Fängt Telepolis nun auch mit der Hurra-Berichterstattung an, wie es seit Monaten die Mainstream-Medien tun? Nach der Anzahl der Siege in unseren Medien müsste die ukrainische Armee eigentlich bereits vor Moskau stehen und die Stadt vor Weihnachten eingenommen sein.
Die Stadt ist von großer strategischer Bedeutung.
Aber scheinbar nur für die Ukrainer, denn ansonsten wäre die Gegenwehr stärker gewesen und wir hätten wochenlang den Namen Lyman auch in den Medien gehört, wie z.B. Charkiw oder Mariupol.
Fakt ist, für den Angreifer ist jeder Hügel von strategischer Bedeutung und sei es nur weil man dort Latrinen ausheben will. Für die USA war z.B. 1969 in Vietnam der Hügel 937 so wichtig, dass er von den teilnehmenden Soldaten nur Hamburger Hill genannt wurde. Wochen später wusste die Generalität noch nicht mal mehr, wo der Hügel lag.
Lyman ist strategisch wichtig, da es eine mögliche Ausgangsbasis für die beabsichtigte Rückeroberung der Region Lugansk durch ukrainische Truppen darstellt. Weiterhin hat die Stadt, die vor dem Krieg etwa 20.000 Einwohner zählte, auch eine propagandistische Bedeutung.
Wohl eher letzteres. Denn wie sonst sollte man den Angehörigen erklären, dass ihr Sohn Angehöriger gefallen ist, wenn doch nur im Kriegsbericht steht "All Quiet on the Western Front".
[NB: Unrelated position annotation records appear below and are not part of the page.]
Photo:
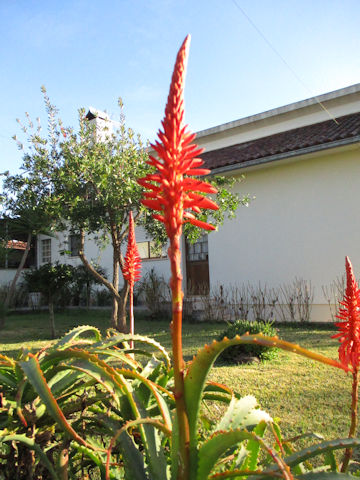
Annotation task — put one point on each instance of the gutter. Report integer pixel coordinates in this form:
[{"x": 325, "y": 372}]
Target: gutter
[{"x": 281, "y": 156}]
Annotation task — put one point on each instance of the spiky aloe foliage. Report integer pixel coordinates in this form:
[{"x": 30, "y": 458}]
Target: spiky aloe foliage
[{"x": 86, "y": 403}]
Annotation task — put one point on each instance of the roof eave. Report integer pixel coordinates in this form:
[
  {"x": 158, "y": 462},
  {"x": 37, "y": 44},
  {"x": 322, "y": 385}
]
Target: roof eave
[{"x": 286, "y": 155}]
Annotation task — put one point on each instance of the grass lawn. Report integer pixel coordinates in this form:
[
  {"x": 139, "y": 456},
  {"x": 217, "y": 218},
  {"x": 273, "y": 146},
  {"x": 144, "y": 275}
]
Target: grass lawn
[{"x": 307, "y": 396}]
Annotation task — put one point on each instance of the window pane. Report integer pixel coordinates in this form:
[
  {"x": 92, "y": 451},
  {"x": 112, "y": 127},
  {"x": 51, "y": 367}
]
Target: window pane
[
  {"x": 143, "y": 248},
  {"x": 74, "y": 245},
  {"x": 155, "y": 251},
  {"x": 46, "y": 250}
]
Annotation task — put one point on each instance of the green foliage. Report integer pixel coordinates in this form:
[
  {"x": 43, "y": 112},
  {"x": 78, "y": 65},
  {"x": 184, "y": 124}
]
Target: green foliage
[
  {"x": 49, "y": 279},
  {"x": 154, "y": 291},
  {"x": 82, "y": 284},
  {"x": 240, "y": 327},
  {"x": 114, "y": 416}
]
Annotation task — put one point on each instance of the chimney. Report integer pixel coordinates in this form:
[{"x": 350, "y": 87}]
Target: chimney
[{"x": 103, "y": 124}]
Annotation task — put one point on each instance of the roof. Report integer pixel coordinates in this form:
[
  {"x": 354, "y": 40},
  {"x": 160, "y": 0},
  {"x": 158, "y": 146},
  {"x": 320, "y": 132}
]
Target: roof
[
  {"x": 297, "y": 141},
  {"x": 336, "y": 94},
  {"x": 16, "y": 244},
  {"x": 95, "y": 113}
]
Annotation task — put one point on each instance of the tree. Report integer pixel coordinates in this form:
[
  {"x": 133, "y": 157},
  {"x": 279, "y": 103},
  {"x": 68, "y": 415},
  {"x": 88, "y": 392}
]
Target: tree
[
  {"x": 28, "y": 203},
  {"x": 98, "y": 188},
  {"x": 93, "y": 186},
  {"x": 50, "y": 280}
]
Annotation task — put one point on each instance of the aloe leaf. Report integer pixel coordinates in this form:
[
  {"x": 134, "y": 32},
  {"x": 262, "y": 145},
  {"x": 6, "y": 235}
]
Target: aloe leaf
[
  {"x": 5, "y": 360},
  {"x": 154, "y": 452},
  {"x": 212, "y": 449},
  {"x": 330, "y": 460},
  {"x": 7, "y": 379},
  {"x": 261, "y": 475},
  {"x": 315, "y": 450},
  {"x": 253, "y": 448},
  {"x": 116, "y": 355},
  {"x": 35, "y": 376},
  {"x": 174, "y": 452},
  {"x": 133, "y": 460},
  {"x": 202, "y": 362},
  {"x": 114, "y": 340},
  {"x": 242, "y": 413},
  {"x": 68, "y": 338},
  {"x": 30, "y": 443},
  {"x": 218, "y": 387},
  {"x": 163, "y": 408},
  {"x": 60, "y": 382},
  {"x": 326, "y": 476}
]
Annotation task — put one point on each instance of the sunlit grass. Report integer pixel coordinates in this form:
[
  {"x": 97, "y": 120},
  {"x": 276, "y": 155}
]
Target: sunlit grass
[{"x": 305, "y": 395}]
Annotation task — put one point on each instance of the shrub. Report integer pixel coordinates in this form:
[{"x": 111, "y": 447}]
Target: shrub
[
  {"x": 237, "y": 353},
  {"x": 103, "y": 297},
  {"x": 153, "y": 290}
]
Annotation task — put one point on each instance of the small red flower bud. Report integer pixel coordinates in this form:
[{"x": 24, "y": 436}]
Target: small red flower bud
[
  {"x": 132, "y": 264},
  {"x": 171, "y": 190},
  {"x": 349, "y": 327}
]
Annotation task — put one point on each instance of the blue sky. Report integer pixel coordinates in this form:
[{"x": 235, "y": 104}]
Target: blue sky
[{"x": 89, "y": 53}]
Nicht ohne Grund hat der Kreml über die Teilmobilmachung Unruhe in der russischen Bevölkerung riskiert – sie spült auch eine riesige Anzahl neuer Soldaten in den aktiven Dienst. So ist es, anders als in der Springerpresse dargestellt, noch nicht ausgemacht, dass Putin in diesem Winter eine "Klatsche" erhält.
An diese Klatsche glaubt nicht mal mehr die Bundesregierung, will sie doch laut heutiger Aussage von Christine Lambrecht im nächsten Jahr weiter schwere Waffen in die Ukraine liefern.
Anstelle über einen unbedeutenden Hügel 43 zu berichten, hätte sich Telepolis lieber einen Artikel dem Papst widmen sollen. In seiner Ansprache richtete er sich direkt an den ukrainischen Präsidenten Wolodymyr Selenskyj und an den russischen Präsidenten Wladimir Putin.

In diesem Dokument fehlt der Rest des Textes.